Course Duration Breakdown:
Day 1 – Classroom
- Registration, introduction, appeals process, under pinning knowledge
- OSHA compliance requirements overview
- Site specific written confined space entry program requirements (when available)
- Hazard assessment review for make and model of turbines on site
- Management of confined space entry hazards
- Selection and correct use of appropriate PPE
- Discussion of chemical exposures and air purifying respirators used on site
- Roles and responsibilities for entry
- LOTO requirements
- Gas monitor operation workshop
- Ventilation system workshop
- Permit entry procedures
- Practice entries into actual or simulated spaces
Day 2 – Practical
- Organization and command of a confined space rescue team
- Rescue preplanning
- Patient packaging and extrication workshop
- Self-rescue scenario
- Non-entry rescue retrieval scenario
- Entry rescue training scenarios
- Written test
Student training manual
Certificate of completion, wallet card, and helmet certification sticker
All ENSA North America practical training exercises are implemented under a “Skills Based Evolution Process” which the student experiences as a layering approach, whereby a basic foundation is established, and through reaffirmation and confirmation, additional practical skills are applied to effectively demonstrate and apply through hands-on experiences the complexities of work and rescue at height, achieving success through confidence by all who participate.

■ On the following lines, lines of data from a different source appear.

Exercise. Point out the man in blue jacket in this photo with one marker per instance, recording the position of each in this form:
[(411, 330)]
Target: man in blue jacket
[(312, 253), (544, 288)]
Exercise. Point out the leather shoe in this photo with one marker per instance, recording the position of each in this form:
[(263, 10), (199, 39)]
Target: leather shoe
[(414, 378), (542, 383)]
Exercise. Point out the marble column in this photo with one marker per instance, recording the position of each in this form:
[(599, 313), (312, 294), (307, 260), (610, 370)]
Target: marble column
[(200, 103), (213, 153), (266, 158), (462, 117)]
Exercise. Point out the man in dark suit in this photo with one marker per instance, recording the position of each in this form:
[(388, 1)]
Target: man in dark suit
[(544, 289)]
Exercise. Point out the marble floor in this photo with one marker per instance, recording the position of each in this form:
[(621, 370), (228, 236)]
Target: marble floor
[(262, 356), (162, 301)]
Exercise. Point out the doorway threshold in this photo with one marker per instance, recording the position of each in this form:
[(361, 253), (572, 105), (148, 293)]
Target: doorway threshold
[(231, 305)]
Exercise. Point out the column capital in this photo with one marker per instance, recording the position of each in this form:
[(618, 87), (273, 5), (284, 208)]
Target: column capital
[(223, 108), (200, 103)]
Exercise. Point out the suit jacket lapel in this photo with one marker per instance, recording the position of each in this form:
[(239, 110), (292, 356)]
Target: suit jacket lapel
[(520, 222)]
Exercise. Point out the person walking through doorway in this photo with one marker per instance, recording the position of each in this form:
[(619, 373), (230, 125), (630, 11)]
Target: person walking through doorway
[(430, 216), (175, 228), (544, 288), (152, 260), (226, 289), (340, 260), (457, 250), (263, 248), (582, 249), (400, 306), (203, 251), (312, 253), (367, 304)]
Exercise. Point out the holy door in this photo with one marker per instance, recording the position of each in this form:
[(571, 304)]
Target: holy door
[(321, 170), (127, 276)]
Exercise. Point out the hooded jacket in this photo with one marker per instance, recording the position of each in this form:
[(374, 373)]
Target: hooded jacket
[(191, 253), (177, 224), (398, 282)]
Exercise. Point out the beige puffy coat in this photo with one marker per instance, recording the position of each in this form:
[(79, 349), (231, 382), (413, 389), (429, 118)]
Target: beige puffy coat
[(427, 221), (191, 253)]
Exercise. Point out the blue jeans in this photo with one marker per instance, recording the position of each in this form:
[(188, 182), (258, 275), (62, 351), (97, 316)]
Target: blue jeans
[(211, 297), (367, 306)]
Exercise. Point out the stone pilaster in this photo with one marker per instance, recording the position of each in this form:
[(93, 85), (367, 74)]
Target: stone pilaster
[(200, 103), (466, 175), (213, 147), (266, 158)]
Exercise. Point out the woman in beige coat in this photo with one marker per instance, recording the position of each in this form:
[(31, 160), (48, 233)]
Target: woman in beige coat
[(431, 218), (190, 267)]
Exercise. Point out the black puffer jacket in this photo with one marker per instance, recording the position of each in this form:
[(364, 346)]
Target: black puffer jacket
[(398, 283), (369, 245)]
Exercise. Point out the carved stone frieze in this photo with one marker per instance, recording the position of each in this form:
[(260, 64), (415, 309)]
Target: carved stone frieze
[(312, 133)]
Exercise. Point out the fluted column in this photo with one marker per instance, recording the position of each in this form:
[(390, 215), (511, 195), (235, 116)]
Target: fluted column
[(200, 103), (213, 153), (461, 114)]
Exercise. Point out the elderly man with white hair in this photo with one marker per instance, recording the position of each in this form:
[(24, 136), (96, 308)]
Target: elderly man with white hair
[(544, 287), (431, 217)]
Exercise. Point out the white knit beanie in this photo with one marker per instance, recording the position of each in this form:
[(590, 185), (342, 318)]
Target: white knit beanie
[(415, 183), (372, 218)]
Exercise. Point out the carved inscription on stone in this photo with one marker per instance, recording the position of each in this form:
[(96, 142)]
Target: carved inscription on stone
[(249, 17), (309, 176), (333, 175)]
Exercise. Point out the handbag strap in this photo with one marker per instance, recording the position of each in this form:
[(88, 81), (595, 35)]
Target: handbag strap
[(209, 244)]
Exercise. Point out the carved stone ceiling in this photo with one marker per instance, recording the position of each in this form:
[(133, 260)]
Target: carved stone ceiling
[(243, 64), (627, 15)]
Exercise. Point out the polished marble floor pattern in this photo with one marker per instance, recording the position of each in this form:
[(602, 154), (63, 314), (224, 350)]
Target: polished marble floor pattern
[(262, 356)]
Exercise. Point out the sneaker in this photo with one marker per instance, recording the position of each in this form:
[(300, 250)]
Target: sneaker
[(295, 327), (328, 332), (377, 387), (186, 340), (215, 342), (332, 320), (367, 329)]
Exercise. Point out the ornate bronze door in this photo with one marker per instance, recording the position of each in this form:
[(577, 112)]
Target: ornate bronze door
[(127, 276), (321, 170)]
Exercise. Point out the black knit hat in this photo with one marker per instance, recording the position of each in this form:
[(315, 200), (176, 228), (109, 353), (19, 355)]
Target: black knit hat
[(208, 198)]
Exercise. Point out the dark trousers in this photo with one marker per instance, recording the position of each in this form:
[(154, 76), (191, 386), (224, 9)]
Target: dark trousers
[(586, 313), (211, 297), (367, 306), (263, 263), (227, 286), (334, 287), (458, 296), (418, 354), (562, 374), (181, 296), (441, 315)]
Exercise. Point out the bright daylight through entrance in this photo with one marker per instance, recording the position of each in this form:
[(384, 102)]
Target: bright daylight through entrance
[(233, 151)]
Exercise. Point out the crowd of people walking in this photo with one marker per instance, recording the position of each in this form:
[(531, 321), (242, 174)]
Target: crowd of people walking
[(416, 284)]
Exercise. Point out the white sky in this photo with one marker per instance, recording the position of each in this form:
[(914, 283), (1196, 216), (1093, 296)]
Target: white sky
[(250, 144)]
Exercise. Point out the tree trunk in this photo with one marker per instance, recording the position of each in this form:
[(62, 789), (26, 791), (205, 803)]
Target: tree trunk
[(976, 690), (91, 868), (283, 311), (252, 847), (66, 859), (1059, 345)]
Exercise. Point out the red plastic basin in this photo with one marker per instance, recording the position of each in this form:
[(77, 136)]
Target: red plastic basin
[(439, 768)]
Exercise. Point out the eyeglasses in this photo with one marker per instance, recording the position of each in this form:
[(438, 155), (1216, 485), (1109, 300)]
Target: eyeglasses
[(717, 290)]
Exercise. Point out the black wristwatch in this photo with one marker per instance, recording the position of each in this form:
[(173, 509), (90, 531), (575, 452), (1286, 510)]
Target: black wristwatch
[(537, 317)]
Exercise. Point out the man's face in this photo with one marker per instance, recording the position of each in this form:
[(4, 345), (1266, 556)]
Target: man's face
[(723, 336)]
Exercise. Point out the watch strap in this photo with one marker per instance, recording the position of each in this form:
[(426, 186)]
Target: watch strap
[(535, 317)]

Reaffirmation through testing is applied with the addition of correction to 100%. This unique philosophy in learning ensures all incorrectly answered test questions are tabled under whole group discussion to ensure maximum retention and understanding by all students.
All training programs are structured upon a pass or fail determination criteria and are in accordance with ANSI Z490.1 – 2016 Criteria for accepted practices in safety, health, and environmental training and under ENSA’s ISO 9001-certified quality management system.
Note: Students must be medically and physically fit with a desire to work at heights. The training environment may require the use of specialized access methods such as those employed within suspension and rope access practices. These practices may be utilized as effective safety tools within the delivery of this program. They are not to be considered trained upon within this program.